Sex Work, Legalized: What a Rare 1883 French Prostitute Catalog Tells Us About the Oldest Profession

On Monday, The Daily Mail published a series of portraits originally taken for a rare 1883 French travel guide. The portrait subjects, all sex workers who were living in Paris at the time, appear alongside blurbs advertising their services to the travel guide's intended audience: British men.

Pretty Women of Paris advertised France's brothels by describing their sex workers as completely willing. "For money," the guide said about Alice Lody, "she will do all that you may ask her." The workers' apparent enthusiasm and experience made them attractive professionals. Despite the year being 1883, they weren't shamed or vilified for having had numerous sexual partners.
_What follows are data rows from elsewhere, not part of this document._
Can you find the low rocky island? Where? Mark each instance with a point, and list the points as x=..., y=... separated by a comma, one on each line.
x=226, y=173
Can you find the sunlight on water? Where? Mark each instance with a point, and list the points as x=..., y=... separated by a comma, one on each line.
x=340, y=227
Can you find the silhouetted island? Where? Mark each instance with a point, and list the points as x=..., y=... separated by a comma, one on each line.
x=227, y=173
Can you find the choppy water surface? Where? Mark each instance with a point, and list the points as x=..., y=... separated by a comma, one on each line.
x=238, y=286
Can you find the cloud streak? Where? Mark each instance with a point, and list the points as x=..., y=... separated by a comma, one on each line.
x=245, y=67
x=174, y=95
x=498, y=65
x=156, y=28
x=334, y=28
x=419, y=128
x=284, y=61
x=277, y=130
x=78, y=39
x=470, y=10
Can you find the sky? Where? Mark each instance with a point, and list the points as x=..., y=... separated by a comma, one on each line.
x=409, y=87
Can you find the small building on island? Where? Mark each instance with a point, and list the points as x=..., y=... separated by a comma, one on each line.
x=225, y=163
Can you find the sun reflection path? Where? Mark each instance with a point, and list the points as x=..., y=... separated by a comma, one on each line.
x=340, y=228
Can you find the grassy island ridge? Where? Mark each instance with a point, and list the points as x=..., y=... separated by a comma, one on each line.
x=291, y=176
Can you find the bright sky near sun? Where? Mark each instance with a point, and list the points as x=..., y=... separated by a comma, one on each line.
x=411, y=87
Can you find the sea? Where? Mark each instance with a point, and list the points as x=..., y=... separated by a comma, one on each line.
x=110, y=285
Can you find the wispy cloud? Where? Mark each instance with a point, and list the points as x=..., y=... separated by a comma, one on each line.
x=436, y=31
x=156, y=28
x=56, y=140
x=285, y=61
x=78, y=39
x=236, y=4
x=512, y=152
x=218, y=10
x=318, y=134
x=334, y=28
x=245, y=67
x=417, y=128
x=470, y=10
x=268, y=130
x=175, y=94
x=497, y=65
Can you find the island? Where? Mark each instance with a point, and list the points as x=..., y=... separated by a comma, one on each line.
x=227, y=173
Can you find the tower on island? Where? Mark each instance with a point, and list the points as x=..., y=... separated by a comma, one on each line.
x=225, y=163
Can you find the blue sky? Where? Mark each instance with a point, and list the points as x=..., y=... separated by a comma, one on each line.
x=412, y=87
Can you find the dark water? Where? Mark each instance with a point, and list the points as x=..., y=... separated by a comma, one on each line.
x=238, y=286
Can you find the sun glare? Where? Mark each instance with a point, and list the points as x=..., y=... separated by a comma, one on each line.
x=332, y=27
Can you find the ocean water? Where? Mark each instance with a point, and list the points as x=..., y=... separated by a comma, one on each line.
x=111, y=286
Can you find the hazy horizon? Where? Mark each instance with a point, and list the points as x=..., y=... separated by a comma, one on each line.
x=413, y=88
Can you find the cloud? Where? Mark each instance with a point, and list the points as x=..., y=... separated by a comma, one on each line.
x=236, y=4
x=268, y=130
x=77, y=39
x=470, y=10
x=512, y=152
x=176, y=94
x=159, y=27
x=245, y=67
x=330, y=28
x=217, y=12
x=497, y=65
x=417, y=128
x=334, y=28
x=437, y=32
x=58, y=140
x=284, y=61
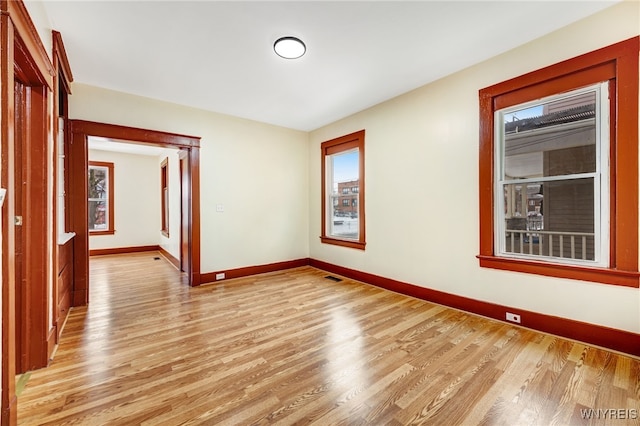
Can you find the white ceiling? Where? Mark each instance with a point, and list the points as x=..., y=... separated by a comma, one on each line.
x=218, y=56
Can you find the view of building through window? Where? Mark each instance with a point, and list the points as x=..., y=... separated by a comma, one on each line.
x=345, y=182
x=99, y=192
x=552, y=177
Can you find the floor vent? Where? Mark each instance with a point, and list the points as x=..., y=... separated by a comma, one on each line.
x=329, y=277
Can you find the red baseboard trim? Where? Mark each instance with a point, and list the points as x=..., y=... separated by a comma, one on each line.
x=210, y=277
x=175, y=262
x=610, y=338
x=122, y=250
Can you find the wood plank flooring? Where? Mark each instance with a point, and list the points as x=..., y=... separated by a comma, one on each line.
x=296, y=348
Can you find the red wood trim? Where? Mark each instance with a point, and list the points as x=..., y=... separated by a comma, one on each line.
x=111, y=224
x=60, y=53
x=24, y=27
x=174, y=261
x=52, y=339
x=210, y=277
x=35, y=231
x=78, y=214
x=8, y=399
x=164, y=196
x=344, y=243
x=122, y=250
x=598, y=275
x=334, y=146
x=194, y=217
x=618, y=340
x=626, y=165
x=619, y=64
x=154, y=137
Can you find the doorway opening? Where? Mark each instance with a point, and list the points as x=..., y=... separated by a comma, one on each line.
x=189, y=149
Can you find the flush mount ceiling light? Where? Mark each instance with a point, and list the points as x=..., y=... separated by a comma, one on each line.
x=289, y=47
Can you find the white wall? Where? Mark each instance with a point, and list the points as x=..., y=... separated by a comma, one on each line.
x=421, y=170
x=136, y=200
x=257, y=172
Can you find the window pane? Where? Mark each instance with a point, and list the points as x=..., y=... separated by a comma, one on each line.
x=345, y=182
x=98, y=213
x=551, y=219
x=554, y=138
x=98, y=178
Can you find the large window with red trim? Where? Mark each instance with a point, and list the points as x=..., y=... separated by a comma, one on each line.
x=343, y=191
x=559, y=169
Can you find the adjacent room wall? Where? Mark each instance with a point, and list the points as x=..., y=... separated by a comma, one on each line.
x=257, y=173
x=422, y=186
x=136, y=200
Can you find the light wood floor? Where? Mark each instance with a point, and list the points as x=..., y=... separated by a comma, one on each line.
x=296, y=348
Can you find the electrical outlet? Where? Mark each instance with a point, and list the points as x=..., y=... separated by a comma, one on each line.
x=513, y=317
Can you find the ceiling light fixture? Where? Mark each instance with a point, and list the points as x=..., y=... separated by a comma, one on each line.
x=289, y=47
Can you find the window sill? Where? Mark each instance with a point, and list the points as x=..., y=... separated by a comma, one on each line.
x=592, y=274
x=344, y=243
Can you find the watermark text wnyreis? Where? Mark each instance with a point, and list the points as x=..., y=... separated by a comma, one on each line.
x=609, y=413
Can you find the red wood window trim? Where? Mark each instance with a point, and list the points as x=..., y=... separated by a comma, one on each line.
x=618, y=64
x=164, y=196
x=111, y=222
x=331, y=147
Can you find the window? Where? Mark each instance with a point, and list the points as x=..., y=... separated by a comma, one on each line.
x=343, y=223
x=555, y=152
x=559, y=169
x=164, y=196
x=100, y=192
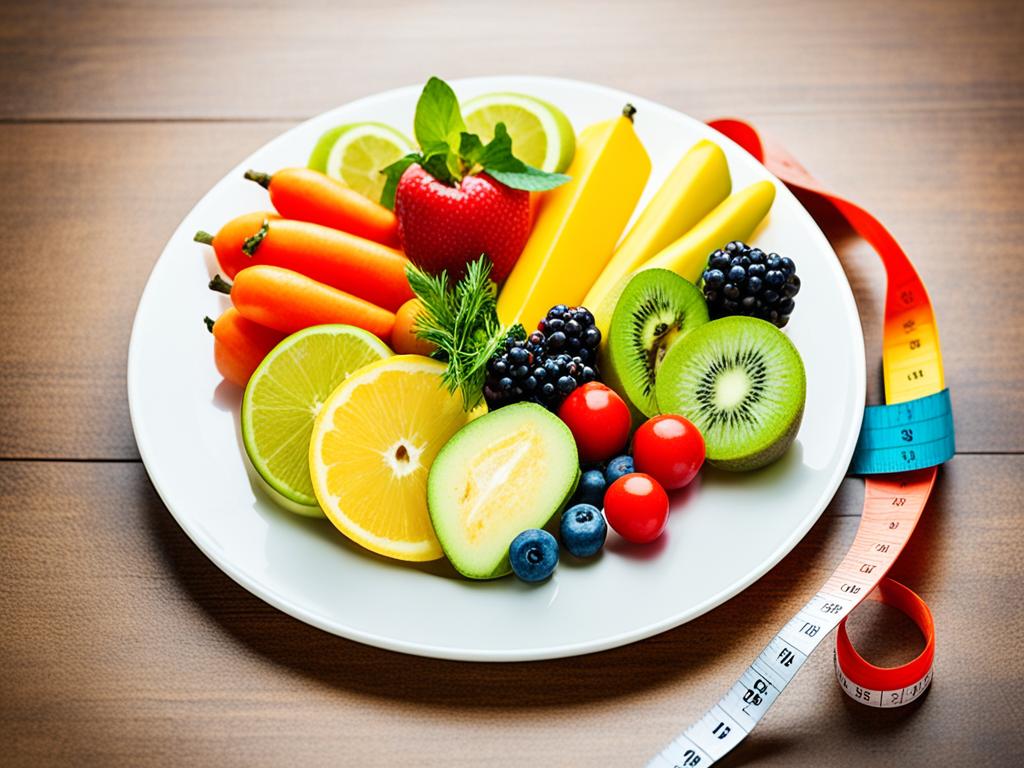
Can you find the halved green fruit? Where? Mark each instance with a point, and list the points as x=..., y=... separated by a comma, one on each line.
x=354, y=154
x=507, y=471
x=741, y=382
x=655, y=310
x=542, y=135
x=284, y=396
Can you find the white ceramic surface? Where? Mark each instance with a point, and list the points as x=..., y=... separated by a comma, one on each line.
x=723, y=535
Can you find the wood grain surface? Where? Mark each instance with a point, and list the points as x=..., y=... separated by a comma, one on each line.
x=122, y=645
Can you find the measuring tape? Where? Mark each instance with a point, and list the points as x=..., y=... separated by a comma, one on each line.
x=910, y=435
Since 1804, under Napoleon, prostitution has been legal in France, with sex workers required to be legally registered with the government and to report for fortnightly health inspections with physicians.

sex worker thailand
A sex worker wears black in memory of the late King of Thailand on October 15, 2016 in Bangkok, Thailand. Paula Bronstein / Getty Images

The sex work industry in France remained largely unchanged until 2016 when the French National Assembly voted to punish those soliciting sex for money with a fine. Currently, sex work is still technically legal in France, though advertising one's sexual services can result in a fine, and buying a sex worker's services is also illegal. In order to punish sex workers, the Sexuality, Poverty and Law Programme reports that many French police officers will simply arrest them for "public disorder, vagrancy, [or] loitering."

In France, and in many other nations around the world, this disconnect in law has caused a problem for many of those who make their living through sex work. It's usually difficult to maintain a steady income because they are unable to tell their customer bases that when and where and how they're available.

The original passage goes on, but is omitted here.